The Riddle in the Mirror
Elena ran her fingers through her hair, watching the silver strands multiply like lightning strikes across the storm-dark sky of her reflection. At forty-three, she'd stopped counting the ways her body was becoming a stranger to her.
"You're like a sphinx," David had told her once, early in their marriage. "Unreadable. Beautiful and terrifying."
Now she stood in their bedroom, holding the small device she'd found taped beneath his desk drawer—a spy camera, tiny and black, its lens blinking accusingly up at her. The weight of it in her palm was heavier than its size suggested, as if it could bear the accumulated gravity of sixteen years of marriage.
Her hands didn't shake. That was what surprised her most.
David was a forensic accountant. They'd met at a corporate ethics conference, of all places. He'd chased her across three states before she'd agreed to dinner. He'd never given her reason to doubt him—except perhaps his refusal to discuss his work, his occasional late-night "emergency calls," his growing distance these past months.

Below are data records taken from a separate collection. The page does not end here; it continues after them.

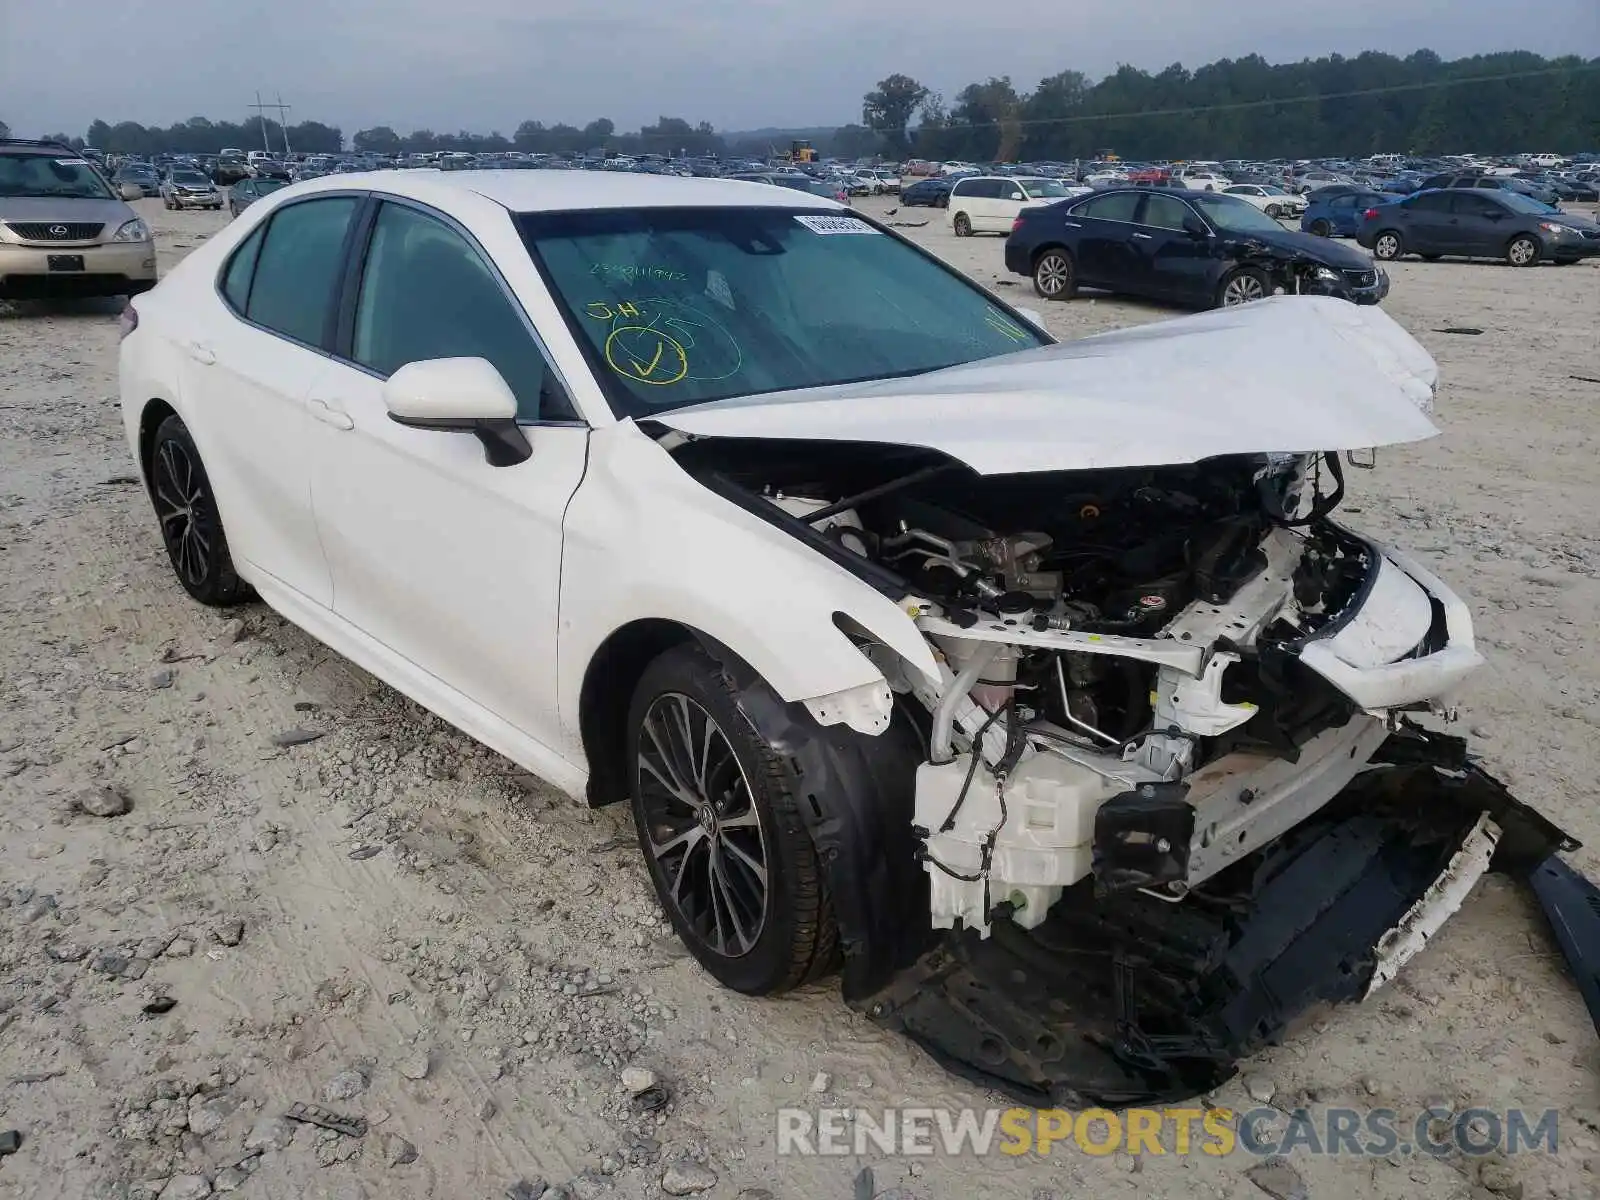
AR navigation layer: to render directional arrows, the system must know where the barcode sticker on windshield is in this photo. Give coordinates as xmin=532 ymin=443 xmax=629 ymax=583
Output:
xmin=794 ymin=214 xmax=879 ymax=236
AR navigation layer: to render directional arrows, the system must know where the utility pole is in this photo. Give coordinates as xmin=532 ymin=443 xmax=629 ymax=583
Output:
xmin=275 ymin=94 xmax=293 ymax=157
xmin=249 ymin=92 xmax=273 ymax=155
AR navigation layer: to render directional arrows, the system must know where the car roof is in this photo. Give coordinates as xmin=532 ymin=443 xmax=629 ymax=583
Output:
xmin=288 ymin=168 xmax=842 ymax=213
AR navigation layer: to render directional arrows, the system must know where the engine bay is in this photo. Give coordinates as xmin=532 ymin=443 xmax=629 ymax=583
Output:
xmin=670 ymin=434 xmax=1453 ymax=934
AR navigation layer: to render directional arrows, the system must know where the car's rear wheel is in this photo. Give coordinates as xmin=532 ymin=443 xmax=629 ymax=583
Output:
xmin=1266 ymin=204 xmax=1282 ymax=218
xmin=627 ymin=644 xmax=837 ymax=995
xmin=1506 ymin=235 xmax=1540 ymax=267
xmin=148 ymin=414 xmax=252 ymax=607
xmin=1217 ymin=266 xmax=1270 ymax=308
xmin=952 ymin=212 xmax=972 ymax=237
xmin=1032 ymin=248 xmax=1076 ymax=300
xmin=1372 ymin=230 xmax=1404 ymax=260
xmin=1309 ymin=218 xmax=1332 ymax=237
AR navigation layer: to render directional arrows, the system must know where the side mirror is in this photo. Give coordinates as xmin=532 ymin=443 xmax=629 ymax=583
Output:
xmin=119 ymin=183 xmax=143 ymax=201
xmin=1009 ymin=192 xmax=1024 ymax=201
xmin=383 ymin=357 xmax=531 ymax=467
xmin=1183 ymin=218 xmax=1209 ymax=239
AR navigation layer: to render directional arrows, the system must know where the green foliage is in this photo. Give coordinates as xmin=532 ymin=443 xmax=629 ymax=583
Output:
xmin=889 ymin=50 xmax=1599 ymax=162
xmin=84 ymin=116 xmax=343 ymax=155
xmin=862 ymin=74 xmax=931 ymax=155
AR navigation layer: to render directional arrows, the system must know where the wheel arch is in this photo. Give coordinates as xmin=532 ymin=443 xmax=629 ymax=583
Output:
xmin=137 ymin=397 xmax=180 ymax=490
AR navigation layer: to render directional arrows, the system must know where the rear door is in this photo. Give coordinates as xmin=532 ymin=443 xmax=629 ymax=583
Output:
xmin=1067 ymin=191 xmax=1142 ymax=287
xmin=1449 ymin=191 xmax=1511 ymax=255
xmin=1397 ymin=192 xmax=1454 ymax=253
xmin=182 ymin=194 xmax=361 ymax=606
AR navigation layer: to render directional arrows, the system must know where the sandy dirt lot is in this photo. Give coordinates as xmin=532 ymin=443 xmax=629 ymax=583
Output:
xmin=1 ymin=191 xmax=1598 ymax=1200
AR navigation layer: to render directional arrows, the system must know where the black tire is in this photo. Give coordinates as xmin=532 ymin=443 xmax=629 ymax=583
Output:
xmin=1506 ymin=234 xmax=1540 ymax=267
xmin=1266 ymin=204 xmax=1282 ymax=218
xmin=952 ymin=212 xmax=973 ymax=237
xmin=1309 ymin=218 xmax=1332 ymax=237
xmin=1372 ymin=230 xmax=1404 ymax=261
xmin=1032 ymin=247 xmax=1076 ymax=300
xmin=148 ymin=414 xmax=252 ymax=607
xmin=627 ymin=643 xmax=837 ymax=995
xmin=1217 ymin=265 xmax=1271 ymax=308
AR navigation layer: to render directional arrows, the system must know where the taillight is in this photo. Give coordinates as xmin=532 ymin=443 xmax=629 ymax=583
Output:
xmin=1363 ymin=208 xmax=1380 ymax=220
xmin=1012 ymin=215 xmax=1026 ymax=232
xmin=118 ymin=301 xmax=139 ymax=341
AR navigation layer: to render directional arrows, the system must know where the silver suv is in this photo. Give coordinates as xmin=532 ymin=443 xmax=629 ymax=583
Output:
xmin=0 ymin=140 xmax=157 ymax=300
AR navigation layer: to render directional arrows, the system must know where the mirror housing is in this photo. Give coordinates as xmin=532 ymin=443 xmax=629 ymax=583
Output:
xmin=119 ymin=183 xmax=143 ymax=201
xmin=383 ymin=357 xmax=531 ymax=467
xmin=1183 ymin=218 xmax=1210 ymax=239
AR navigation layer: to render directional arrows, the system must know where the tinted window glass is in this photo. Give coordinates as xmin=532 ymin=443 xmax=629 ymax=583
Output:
xmin=221 ymin=225 xmax=265 ymax=312
xmin=354 ymin=202 xmax=566 ymax=422
xmin=1406 ymin=192 xmax=1453 ymax=212
xmin=247 ymin=197 xmax=356 ymax=345
xmin=1074 ymin=192 xmax=1141 ymax=221
xmin=1474 ymin=178 xmax=1498 ymax=189
xmin=1140 ymin=193 xmax=1192 ymax=230
xmin=1329 ymin=196 xmax=1355 ymax=210
xmin=1451 ymin=193 xmax=1503 ymax=216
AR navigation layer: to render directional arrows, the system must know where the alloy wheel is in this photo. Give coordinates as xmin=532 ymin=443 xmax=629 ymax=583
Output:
xmin=1374 ymin=233 xmax=1400 ymax=259
xmin=1222 ymin=273 xmax=1266 ymax=306
xmin=152 ymin=438 xmax=211 ymax=587
xmin=1508 ymin=238 xmax=1537 ymax=266
xmin=635 ymin=693 xmax=769 ymax=958
xmin=1035 ymin=253 xmax=1071 ymax=297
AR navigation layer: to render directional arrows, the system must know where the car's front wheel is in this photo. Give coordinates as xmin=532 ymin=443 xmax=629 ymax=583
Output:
xmin=627 ymin=644 xmax=836 ymax=995
xmin=1032 ymin=248 xmax=1076 ymax=300
xmin=1217 ymin=266 xmax=1270 ymax=307
xmin=1506 ymin=235 xmax=1540 ymax=267
xmin=148 ymin=414 xmax=252 ymax=607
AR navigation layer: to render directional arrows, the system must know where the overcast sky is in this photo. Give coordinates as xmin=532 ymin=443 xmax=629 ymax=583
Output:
xmin=6 ymin=0 xmax=1598 ymax=137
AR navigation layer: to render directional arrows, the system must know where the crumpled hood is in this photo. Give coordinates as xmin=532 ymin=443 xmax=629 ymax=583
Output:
xmin=650 ymin=296 xmax=1440 ymax=475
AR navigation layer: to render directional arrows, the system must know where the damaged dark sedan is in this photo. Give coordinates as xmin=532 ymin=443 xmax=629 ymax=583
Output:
xmin=1007 ymin=186 xmax=1388 ymax=308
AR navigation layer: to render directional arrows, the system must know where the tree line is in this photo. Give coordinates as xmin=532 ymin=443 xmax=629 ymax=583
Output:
xmin=863 ymin=50 xmax=1598 ymax=162
xmin=12 ymin=47 xmax=1593 ymax=165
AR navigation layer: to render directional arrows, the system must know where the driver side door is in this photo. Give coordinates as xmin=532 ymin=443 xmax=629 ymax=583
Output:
xmin=304 ymin=197 xmax=589 ymax=754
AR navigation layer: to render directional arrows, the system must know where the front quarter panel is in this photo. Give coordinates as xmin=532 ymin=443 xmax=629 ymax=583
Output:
xmin=557 ymin=421 xmax=943 ymax=758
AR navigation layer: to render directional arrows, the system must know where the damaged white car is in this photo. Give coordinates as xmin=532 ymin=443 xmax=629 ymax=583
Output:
xmin=119 ymin=171 xmax=1583 ymax=1106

The camera's memory card held seven hours of footage. She watched it on her laptop, heart hammering against her ribs. The footage showed her: dressing for work, crying softly after her mother's phone call, dancing alone to their wedding song, masturbating in the empty bed while David was supposedly working late.
The betrayal was total, intimate, and utterly mundane.
She thought about the ancient riddle of the sphinx: What walks on four legs, then two, then three? The answer was man. But David had found a different answer—surveillance, deception, the reduction of a human being to observable data.
The front door opened. David's footsteps in the hallway sounded like they always did, but now she heard them differently.
"Elena?"
She sat on the bed, camera in hand, waiting. Some marriages don't end in lightning flashes, she realized. They end with a single, terrible question: Who was I to you, really?
She smoothed back her hair and found she couldn't bear the answer anymore.